A la première occasion qui suivit cette visite, c'est. à-dire le 5 décembre, jour où les Kabyles, au nombre d'environ 2,500, parurent dans la plaine et sur les hauteurs de Demous, le commandant supérieur sortit avec 1200 hommes, fit charger tout ensemble la cavalerie et l'infanterie, et poussa l'ennemi jusqu'au fond de la plaine, pendant plus d'une lieue. On s'arrêta sur le gradin inférieur du col de Thisi, et la rentrée en ville s'opéra sans qu'aucun ennemi parut.

Trois jours après, l'initiative vint de nous : notre colonne traversa la plaine et fit de l'autre côté une reconnaissance des deux rives de la Summam. Les habitants surpris, s'enfuirent de toutes parts ; mais on négligea de frapper leurs habitations les plus proches, et l'on se remit en marche sur Bougie après une simple inspection des lieux. Ce mouvement exécuté avec lenteur, puisqu'on ne rentra qu'à la nuit, détermina tous les 

    

 

   
guerriers kabyles à venir engager sur nos derrières une vive fusillade. 

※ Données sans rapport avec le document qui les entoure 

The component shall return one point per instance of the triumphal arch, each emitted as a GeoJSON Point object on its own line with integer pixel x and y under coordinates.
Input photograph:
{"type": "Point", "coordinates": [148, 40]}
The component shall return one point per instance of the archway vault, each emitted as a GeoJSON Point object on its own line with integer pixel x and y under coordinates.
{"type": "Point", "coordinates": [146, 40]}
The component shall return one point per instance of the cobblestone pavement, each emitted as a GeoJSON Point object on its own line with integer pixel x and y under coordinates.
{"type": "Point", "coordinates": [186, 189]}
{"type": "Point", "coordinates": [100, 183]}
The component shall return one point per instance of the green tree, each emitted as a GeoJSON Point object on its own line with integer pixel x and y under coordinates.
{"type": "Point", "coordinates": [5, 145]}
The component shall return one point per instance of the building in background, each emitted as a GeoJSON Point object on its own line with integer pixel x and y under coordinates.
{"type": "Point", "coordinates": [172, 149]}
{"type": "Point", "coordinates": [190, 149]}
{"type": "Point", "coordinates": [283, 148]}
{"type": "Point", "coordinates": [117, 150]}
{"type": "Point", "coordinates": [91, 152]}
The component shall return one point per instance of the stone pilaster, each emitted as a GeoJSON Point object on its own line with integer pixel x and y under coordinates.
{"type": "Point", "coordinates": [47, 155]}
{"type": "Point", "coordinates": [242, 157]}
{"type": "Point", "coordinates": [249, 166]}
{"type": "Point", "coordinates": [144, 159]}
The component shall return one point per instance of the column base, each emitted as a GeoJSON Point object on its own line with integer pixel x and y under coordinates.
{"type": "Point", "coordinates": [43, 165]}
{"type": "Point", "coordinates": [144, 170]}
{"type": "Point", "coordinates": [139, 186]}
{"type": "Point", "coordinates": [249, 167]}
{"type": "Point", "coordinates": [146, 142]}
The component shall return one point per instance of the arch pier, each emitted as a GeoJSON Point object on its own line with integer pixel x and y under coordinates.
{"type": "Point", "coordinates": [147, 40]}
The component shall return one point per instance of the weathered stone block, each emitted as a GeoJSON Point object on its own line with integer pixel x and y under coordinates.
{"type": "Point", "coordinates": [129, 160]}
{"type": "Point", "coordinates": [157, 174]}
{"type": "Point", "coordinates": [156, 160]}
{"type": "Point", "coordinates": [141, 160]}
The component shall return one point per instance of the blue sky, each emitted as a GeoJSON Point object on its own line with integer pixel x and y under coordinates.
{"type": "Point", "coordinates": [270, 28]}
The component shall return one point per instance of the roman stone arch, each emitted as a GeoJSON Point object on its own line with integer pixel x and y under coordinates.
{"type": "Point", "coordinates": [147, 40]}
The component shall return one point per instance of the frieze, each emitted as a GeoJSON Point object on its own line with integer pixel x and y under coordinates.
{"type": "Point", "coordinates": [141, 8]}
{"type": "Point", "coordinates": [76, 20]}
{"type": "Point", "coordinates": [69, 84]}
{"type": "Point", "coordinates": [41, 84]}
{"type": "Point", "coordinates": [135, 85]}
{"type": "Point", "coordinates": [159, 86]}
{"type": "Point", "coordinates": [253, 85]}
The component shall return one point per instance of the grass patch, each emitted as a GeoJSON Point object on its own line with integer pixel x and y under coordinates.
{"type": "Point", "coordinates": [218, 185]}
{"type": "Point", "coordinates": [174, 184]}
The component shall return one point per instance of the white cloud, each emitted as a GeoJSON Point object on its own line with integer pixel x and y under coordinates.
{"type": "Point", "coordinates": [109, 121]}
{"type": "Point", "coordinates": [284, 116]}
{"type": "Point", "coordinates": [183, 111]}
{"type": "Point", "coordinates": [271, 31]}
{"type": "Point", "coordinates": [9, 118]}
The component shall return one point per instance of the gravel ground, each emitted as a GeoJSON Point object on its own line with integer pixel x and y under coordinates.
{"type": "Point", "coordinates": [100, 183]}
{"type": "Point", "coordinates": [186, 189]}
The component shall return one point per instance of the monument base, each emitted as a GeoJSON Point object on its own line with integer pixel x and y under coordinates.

Toutefois, comme la retraite en échelons s'effectuait avec ordre et sous la protection de l'artillerie, on n'eût éprouvé presqu'aucune perte sans la méprise de deux compagnies du bataillon d'Afrique, qui se compromirent elles-mêmes. Malgré tout, il n'y eut que vingt-deux blessés ; l'ennemi en compta davantage, et d'ailleurs un grand résultat était atteint , celui de faire comprendre que tous les villages kabyles situés dans un rayon de plusieurs lieues, se trouvaient réellement à notre discrétion.

Malheureusement, les choses ne furent pas vues ainsi d'Alger : l'opération y fut peu accueillie, comme trop excentrique et n'ayant pas un but assez déterminé. Ce jugement sévère dut empêcher d'autres tentatives analogues. On ne peut s'empêcher de remarquer ici l'influence des temps : aujourd'hui de semblables démonstrations encourraient le reproche contraire, celui d'une excessive timidité ; aujourd'hui l'on s'étonnerait qu'une garnison pouvant mettre habituellement 5,000 hommes sous les armes, fût serrée de si près par des tribus kabyles qui même dans leurs plus forts rassemblements, ne lui auraient jamais opposé plus de 4,000 à 4,500 fusils.

Les mois de janvier, février, mars 1835, ne furent signalés par aucun évènement militaire. Un hiver rigoureux paralysait de chaque côté toutes les résolutions, et ce fut seulement au 1er mars, que le colonel Duvivier trahit sa volonté persévérante de dominer la plaine, par un grand déboisement qu'il ordonna jusque vers les hauteurs du col, et par l'ouverture d'un grand nombre de passages dans les ravins ou les fourrés. Au reste, les projets que semblaient annoncer de semblables préparatifs, restèrent ignorés, car un incident imprévu vint mettre fin au commandement de cet officier.